Honestly, I didn’t struggle with fear or anxiety before becoming a mom. Fear simply wasn’t a stronghold for me. However, it is amazing how much fear and anxiety motherhood brings. You know, the kind that keeps you awake at night or weasels into your head while driving or assaults your mind when you should be enjoying a moment. For me, two fears stand out in particular.
The first is that being a working mother will negatively affect my children. I know in my head working does not make me less of a mother, but sometimes that truth doesn’t travel the 18 or so inches to my heart. My daughter is my most precious treasure, and I want to spend time with her, provide a good, clean environment for her complete with healthy cooked meals. However, time spent at the office cuts into those hours, and therein lies the tension. Part of this ‘mommy guilt’ is rooted in how I grew up. Majority of the women in my own life were stay-at-home moms, many of whom homeschooled their children. As a result, my vision of a good mom was one who stayed at home with her kids, homeschooled her children, and always had a home-cooked meal ready for dinner.
The other fear relates to financial stability. The Lord has always provided, but still, I like to be in control, especially from a budget perspective.

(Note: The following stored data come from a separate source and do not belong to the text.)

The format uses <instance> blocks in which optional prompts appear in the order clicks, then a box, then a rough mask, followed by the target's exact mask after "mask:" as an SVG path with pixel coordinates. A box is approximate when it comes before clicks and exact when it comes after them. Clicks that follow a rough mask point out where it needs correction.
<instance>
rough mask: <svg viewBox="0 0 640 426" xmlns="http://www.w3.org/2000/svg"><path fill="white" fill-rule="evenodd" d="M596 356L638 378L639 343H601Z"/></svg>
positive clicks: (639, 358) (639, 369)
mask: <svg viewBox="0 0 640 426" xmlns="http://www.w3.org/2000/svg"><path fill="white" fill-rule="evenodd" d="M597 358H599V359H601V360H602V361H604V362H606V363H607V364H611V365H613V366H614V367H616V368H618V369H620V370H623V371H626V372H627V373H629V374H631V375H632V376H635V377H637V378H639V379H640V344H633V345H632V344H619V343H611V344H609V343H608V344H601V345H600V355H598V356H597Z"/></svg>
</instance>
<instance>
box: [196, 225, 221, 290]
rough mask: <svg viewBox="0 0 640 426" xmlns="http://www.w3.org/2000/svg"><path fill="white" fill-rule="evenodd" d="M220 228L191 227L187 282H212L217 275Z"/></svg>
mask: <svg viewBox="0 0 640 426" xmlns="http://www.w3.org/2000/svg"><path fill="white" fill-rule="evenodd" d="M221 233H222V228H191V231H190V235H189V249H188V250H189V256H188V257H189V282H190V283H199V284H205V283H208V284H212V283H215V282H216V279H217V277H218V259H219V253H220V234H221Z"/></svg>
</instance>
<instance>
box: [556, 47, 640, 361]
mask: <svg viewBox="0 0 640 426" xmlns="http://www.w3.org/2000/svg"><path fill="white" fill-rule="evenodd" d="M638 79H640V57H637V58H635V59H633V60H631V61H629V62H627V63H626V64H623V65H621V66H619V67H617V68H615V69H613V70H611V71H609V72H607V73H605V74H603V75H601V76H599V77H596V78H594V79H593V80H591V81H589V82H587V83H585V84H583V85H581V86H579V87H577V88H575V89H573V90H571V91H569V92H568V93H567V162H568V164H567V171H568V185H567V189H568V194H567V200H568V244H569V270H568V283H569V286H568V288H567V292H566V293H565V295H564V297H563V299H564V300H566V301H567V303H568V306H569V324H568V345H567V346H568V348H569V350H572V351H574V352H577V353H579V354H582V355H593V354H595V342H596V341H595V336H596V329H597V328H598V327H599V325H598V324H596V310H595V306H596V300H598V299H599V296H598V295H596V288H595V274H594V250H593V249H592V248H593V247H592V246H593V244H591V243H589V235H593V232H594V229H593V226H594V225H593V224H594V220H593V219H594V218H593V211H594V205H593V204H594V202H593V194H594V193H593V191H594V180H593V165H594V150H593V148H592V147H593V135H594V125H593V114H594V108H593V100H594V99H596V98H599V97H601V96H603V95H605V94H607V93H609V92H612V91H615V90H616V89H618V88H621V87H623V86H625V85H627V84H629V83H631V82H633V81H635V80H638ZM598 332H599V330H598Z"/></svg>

To battle these anxious thoughts, I take a step back, ground myself in truth, and shut out that evil, deceptive voice. I believe God will give me the strength to do the jobs he has given me and do them well. Also, I remind myself there are hundreds of thousands – if not more – women going through the exact same thing, and they successfully raise good kids. Related to the financial concerns, I remind myself of all the times God provided for us in the past.